Michael Bloomberg has forsaken the GOP. That’s good news for anyone that likes Michael Bloomberg and has a vested interest in good government. Bloomberg is one of those rare birds that come along all too infrequently that have no personal agenda except leaving the world a little better than when he found it. He a guy that has conquered the private sector, achieving all of his goals (or so it would seem) and now wants to “give back” to the world that has given him so much.
I’m not saying that I approve of everything he stands for; I don’t know that much about him. All I know about him is that he has managed to run New York City well and that many in New York, a Democratic stronghold, love him. I know he only takes a dollar a year for his salary, and works hard for the people of New York City. The fact that he brought a giant kiss-off to the party of Lincoln, the party that gave us George W. Bush and Dick Cheney, warms my heart. The fact that he did not run to the pretenders for political backing, tells me that he realizes what many of us already know, that the Democrats are no catch either. It would be the greatest thing that ever happened if political parties in the nation just suffered a quick and brutal death at the hands of those that realize that party politics leads to bad governance.

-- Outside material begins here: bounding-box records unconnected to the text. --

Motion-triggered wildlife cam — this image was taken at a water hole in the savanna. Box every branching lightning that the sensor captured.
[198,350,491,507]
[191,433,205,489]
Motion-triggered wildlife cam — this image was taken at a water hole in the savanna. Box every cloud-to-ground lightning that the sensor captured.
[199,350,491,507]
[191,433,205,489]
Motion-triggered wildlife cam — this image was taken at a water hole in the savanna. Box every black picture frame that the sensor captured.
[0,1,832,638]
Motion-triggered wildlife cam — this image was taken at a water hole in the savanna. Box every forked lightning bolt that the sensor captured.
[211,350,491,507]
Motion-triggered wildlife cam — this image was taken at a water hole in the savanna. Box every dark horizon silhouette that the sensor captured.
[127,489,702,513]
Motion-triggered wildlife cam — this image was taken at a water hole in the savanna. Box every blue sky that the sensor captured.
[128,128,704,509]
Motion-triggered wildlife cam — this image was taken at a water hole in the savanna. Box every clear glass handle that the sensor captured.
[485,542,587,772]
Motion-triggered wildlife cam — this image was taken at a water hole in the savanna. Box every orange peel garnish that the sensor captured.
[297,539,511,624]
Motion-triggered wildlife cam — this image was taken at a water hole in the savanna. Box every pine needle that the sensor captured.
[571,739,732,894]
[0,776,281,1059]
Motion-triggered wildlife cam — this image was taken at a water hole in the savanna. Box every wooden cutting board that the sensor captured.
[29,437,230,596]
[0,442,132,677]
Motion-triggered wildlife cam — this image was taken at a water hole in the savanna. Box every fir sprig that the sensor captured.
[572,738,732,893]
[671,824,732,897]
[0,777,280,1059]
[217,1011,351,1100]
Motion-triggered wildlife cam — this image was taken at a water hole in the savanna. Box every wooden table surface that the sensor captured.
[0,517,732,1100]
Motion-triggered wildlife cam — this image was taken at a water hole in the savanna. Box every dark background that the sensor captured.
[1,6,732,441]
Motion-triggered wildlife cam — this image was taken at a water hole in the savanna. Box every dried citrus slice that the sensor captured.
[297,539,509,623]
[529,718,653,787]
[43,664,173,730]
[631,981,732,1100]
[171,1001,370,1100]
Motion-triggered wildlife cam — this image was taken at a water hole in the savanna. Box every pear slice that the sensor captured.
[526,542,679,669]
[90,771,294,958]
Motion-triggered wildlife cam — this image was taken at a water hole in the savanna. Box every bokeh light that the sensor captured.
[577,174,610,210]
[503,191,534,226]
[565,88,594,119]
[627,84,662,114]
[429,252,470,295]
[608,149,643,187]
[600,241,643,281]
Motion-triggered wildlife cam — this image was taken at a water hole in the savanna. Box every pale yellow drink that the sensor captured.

I would like to see Michael Bloomberg run for President and win. It would send a message that should have been heard when Ross Perot almost took out the Republican Party. When is the American public going to learn that power breeds corruption? Could you see elections without party politics based on the Clean Elections initiative that is slowly making its way into the political jargon of some states? Wouldn’t it be wonderful to vote for a person instead of a party? Could you imagine if political parties were a thing of the past? How very different our lives would be when the Congress could vote for a bill and not for the party that sponsored it. How very different if people could vote for a real person with their own values instead of a platform of ideas put up by a group of people with shared agendas.
This idea of having no political parties scares some people that have been attached to one political party or another. While it is true that I was once a Democrat, I am no more. Will I ever vote for a Democrat? Maybe, but I could vote for an Independent or a liberal Republican or a Green or even a Socialist. It all depends on where they stand on issues. I will say one thing through, and I wish that all Progressives and Liberals, in fact everyone one would do the same; I will NEVER send money to another political party for the rest of the time that I am here on Earth. Political parties achieve nothing in our world of today.
In the world we live in, through the internet and all of the mass communication venues we have, ANYONE could launch their own campaign and let people know where they stand on any subject. It doesn’t take a party affiliation to run a campaign. Back before they had the internet, newspaper and television campaigns took an extraordinary amount of money. No you can go to Mike Gravel’s website for example and learn everything you want to know. No longer to we need to rely on vast financing from a group of corporate controlled people. I didn’t bring this development on them; the technology of today has brought it to this point. The bottom line is that we don’t NEED political parties. People are bright enough to decide for themselves on who supports what they believe in. The two party system will eventually die. I just hope that it does during my lifetime. They have done enough damage in the last decade. All of the money that has been spent on political parties investigating each other (courtesy of the federal budget) and the gridlocks on legislation; witness the Immigration Bills, National Health care and the minimum wage, not to mention this debacle in Iraq. Maybe Mike Bloomberg is just the first of many; maybe someday we won’t have this artificial divide splitting people into one group or another. Maybe we are witnessing the end of the political party as we know it, one can only hope.